Making history: the ceramic work of Simon Pettet – in picturesRead more

Pettet’s obelisks, marriage plates and tiered tulip vases adorned with plump cherubim are equally lively. But the humour of such decoration belies serious knowledge and technical artistry. If Severs craved instant gratification, Pettet’s work was the product of study and precision. The objects he made for the house that were inscribed with the name Jervis – such as the barber’s bowl – give veracity to Severs’ fictional inhabitants by looking authentic.

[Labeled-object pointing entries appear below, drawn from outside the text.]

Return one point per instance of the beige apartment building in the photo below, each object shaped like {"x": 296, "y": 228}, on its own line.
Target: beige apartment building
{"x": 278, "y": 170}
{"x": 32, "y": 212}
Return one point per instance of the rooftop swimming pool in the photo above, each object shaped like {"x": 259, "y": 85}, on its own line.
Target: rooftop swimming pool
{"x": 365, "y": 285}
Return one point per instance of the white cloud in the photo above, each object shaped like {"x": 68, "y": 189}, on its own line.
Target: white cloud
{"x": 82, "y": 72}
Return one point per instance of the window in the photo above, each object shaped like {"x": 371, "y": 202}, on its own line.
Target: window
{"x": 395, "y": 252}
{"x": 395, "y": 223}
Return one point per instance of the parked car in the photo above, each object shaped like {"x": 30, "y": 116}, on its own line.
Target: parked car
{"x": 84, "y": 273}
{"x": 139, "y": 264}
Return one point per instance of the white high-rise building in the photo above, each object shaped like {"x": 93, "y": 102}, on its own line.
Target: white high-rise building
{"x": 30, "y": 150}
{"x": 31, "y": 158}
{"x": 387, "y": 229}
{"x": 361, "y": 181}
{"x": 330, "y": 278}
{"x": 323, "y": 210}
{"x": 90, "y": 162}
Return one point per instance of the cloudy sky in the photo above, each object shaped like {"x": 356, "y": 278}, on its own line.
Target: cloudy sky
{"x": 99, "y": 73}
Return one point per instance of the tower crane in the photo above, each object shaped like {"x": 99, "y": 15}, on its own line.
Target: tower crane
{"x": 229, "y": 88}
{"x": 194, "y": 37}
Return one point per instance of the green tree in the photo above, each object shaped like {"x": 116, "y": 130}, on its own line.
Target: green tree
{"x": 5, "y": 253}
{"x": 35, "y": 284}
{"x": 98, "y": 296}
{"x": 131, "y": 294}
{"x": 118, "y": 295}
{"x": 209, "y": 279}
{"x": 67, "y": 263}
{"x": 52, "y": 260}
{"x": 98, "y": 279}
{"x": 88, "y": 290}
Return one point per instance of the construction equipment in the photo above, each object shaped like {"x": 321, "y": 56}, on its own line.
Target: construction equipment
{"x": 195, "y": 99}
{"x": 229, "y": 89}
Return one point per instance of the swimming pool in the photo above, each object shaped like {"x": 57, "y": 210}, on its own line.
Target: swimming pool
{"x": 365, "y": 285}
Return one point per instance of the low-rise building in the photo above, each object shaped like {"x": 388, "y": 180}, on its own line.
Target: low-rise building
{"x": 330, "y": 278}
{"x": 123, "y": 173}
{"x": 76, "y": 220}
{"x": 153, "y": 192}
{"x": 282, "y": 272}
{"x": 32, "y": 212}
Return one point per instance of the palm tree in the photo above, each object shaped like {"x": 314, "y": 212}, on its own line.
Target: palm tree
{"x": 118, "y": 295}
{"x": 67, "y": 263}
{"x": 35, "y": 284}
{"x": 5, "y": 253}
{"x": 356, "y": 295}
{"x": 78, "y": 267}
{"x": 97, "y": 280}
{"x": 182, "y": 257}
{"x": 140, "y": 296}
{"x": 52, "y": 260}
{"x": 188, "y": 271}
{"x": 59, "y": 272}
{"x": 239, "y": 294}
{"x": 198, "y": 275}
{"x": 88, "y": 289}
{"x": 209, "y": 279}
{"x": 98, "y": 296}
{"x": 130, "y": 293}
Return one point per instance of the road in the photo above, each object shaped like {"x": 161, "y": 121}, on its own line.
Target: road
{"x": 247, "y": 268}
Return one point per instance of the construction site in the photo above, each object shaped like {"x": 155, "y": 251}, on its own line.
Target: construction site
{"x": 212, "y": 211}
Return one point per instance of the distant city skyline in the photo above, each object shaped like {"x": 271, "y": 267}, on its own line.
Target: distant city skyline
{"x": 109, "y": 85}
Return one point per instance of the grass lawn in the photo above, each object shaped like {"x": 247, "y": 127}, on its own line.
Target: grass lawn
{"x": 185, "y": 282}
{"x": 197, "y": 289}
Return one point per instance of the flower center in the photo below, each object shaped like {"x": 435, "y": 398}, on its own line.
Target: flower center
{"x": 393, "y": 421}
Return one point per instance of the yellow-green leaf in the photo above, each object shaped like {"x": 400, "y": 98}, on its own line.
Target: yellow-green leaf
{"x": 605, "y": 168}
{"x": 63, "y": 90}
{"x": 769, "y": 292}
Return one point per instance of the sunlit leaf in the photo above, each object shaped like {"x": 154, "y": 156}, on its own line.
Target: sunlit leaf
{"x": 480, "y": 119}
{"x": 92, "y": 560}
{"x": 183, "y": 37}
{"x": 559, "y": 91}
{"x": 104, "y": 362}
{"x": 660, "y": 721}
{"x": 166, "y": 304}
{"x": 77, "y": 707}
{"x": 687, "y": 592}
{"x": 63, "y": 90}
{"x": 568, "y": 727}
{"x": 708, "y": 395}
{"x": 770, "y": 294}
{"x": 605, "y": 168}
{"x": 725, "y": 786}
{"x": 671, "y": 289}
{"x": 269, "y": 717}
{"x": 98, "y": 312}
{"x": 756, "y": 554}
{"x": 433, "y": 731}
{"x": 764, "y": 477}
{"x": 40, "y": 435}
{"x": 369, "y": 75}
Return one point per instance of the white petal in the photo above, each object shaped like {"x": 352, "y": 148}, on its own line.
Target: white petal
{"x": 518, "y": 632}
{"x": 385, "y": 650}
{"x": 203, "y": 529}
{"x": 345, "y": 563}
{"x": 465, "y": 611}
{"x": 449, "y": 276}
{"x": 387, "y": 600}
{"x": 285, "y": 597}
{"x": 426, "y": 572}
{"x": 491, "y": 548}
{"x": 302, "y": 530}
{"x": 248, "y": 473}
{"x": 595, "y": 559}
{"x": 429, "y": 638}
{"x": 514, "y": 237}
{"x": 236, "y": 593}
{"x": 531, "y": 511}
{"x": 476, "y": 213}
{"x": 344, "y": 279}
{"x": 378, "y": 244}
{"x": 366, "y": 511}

Although Pettet and Severs lived with the trappings of the 18th century, their sensibilities were contemporary. Fogeys they were not. Stocky and handsome, Pettet preferred Levi’s to tweeds, listened to the Smiths and sent postcards decorated with glitter tape. Both loved parties, leather bars and cruising. “Being outside and extreme,” said Severs, “is what Spitalfields is all about.”

Pettet’s ceramics also marked him as an outsider. Revelling in a smooth surface and figurative decoration, his approach didn’t sit easily with the 1980s vogue for angular pots and textured glazes. Inspired collectors sought him out, but many of his pieces failed to sell. More significantly, he was diagnosed HIV positive in 1984, one of the UK’s earliest cases (the first was identified in December 1981). It’s miraculous he produced the show’s 80-or-so examples in less than 10 years. More extraordinary still that he made such joyous work against the ubiquitous tabloid headlines of a “gay plague” with its then-inevitable outcome. He died on 26 December 1993, less than a month before his 29th birthday. Severs died six years later of cancer.

Buy in to the story or get out … the downstairs kitchen. Photograph: Linda Nylind/The Guardian

Now, 30 years after his death, how to give Pettet’s pottery the attention it deserves without compromising the powerful atmosphere of Dennis Severs’ House? Rooms would need to be cleared of their evocative clutter, but I didn’t want to denude them entirely. I decided Pettet’s ceramics should sit alongside tables, chairs, wigs and whatnots, but be distinguished by being set on bright yellow plinths. The colour is taken from the bike he rode to his Bethnal Green studio. He covered its frame in stickers by his hero, Keith Haring.

We’ve also been able to light the show using candles, so the surface of the white tin glaze flickers with life, as it would have done when Severs and Pettet used these rooms. There are no children in cupboards, though. And in the pitch-black basement, we’re handing out torches.

Visitors are sometimes confused by 18 Folgate Street and the dazzling rooms Severs and Pettet created there. Is this a “real” 18th-century interior, untouched for two-and-a-half centuries? The truth is more intriguing. It’s both a remarkable tale of survival and a total fantasy, a grand merchant home from 1724 reimagined by two gay men in the 1980s. It’s a time machine that enables you to step back centuries but also – with anachronistic touches such as Severs’ leather jacket slumped over a stair post – subtly invites you to recall the more recent past. Pettet’s work is double-edged, too. Old but new. Familiar yet surprising. Always engaging. You either see it or you don’t.

Making History: The Ceramic Work of Simon Pettet is at Dennis Severs’ House, London, until 29 October.